A central question in African agriculture is how to catalyze a more competitive, equitable and sustainable agricultural growth within the context of smallholder production systems, inefficient agricultural marketing, inefficient investments by private sector, and a degradation-prone natural resources base.
Integrated Agricultural Research for Development (IAR4D) is a promising organizing concept that builds on the Innovation Systems Approach – in which the generation, diffusion and application of impactful innovations depend on systemic integration of knowledge systems that promote communication, interaction and cooperation between agricultural research, education, extension, farmers, private sector and policy regulatory systems.
Two papers in the January 2011 open access ‘Journal of Agriculture and Environmental Studies‘ examine different experiences with ‘innovation platforms’ as a tool for development-oriented agricultural research in Central and east Africa.

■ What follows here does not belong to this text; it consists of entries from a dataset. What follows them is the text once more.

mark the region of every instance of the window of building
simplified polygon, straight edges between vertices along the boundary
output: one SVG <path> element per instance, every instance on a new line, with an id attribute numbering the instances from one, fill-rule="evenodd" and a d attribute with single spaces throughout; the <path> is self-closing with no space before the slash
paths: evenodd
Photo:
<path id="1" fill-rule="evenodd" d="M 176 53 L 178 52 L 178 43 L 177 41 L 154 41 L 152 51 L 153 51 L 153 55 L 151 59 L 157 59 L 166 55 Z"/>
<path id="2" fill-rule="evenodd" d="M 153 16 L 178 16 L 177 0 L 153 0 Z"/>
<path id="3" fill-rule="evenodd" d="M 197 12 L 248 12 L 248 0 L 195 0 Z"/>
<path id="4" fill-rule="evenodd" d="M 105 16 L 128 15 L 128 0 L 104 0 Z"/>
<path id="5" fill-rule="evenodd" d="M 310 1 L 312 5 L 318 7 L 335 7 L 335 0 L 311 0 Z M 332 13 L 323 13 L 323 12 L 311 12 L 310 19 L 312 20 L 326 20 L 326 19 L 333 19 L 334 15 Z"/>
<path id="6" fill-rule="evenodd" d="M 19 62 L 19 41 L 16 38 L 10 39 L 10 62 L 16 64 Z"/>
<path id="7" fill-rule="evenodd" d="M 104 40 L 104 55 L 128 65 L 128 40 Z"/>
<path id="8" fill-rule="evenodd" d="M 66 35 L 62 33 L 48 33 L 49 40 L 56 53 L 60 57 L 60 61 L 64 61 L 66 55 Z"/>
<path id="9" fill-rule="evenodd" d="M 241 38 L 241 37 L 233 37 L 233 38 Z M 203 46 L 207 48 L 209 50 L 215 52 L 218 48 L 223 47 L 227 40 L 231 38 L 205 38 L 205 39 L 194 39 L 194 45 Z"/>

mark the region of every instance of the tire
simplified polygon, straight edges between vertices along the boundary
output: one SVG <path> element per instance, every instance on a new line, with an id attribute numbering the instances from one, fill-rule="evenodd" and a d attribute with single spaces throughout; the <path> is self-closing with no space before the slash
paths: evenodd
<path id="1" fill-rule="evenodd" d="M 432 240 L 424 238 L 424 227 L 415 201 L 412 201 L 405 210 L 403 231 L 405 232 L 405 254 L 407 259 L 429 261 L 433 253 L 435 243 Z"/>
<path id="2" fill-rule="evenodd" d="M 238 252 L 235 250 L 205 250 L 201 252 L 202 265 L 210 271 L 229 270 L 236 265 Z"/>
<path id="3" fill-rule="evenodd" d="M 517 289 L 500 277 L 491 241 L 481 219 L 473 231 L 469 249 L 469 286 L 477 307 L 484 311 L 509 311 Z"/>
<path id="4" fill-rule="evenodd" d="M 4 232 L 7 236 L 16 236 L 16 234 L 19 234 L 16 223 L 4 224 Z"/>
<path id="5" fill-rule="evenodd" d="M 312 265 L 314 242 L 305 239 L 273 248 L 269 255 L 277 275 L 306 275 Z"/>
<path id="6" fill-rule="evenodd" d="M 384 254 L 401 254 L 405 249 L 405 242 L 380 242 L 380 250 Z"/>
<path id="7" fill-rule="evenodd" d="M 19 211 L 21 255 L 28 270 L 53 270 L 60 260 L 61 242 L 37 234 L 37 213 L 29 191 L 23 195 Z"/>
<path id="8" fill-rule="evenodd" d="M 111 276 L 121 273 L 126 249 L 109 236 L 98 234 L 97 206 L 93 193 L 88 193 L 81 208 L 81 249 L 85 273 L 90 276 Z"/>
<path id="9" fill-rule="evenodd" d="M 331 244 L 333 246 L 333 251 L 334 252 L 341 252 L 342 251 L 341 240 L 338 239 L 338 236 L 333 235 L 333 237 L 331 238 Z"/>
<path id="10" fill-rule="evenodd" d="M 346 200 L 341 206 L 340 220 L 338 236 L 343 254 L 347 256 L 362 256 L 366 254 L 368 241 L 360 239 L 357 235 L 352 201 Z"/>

The article entitled ‘Institutional Innovations for Building Impact-oriented Agricultural Research, Knowledge and Development Institutions‘ describes the “participatory establishment of twelve Innovation Platforms as tools for pooling knowledge across the agricultural business, education, research and extension systems… There were major breakthroughs which included bringing on board non-traditional private sector and policy maker partners, overcoming the predominant “farmer handout syndrome”, building consensus and addressing common interest challenge. Making markets work, bringing various stakeholders including universities to the community and vice-versa, appreciation of indigenous knowledge system, propelling collective soil and water conservation and demand/utilization of technologies hitherto on-shelf were other very significant breakthroughs.”
The second article, on ‘Agricultural Innovation Platform As a Tool for Development Oriented Research: Lessons and Challenges in the Formation and Operationalization‘ presents processes, lessons and experiences from the Lake Kivu area. “The lessons and experiences are shared across 6 stages of agricultural innovation platform formation, namely; Identification of a research and developmental challenge(s), Site selection, Consultative and scoping study, Visioning and Stakeholder analysis, Development of action plans and Implementation of the action plans.” Foeriming such platforms was “faster in creating win-wins when market led. Strong leadership, strategic partnership, information flow, interactions and dealing with recurrent challenges during the formation process are critical in fostering innovations. The major challenges included capacitating the stakeholders in requisite skills and dealing with persistent handout-syndrome.”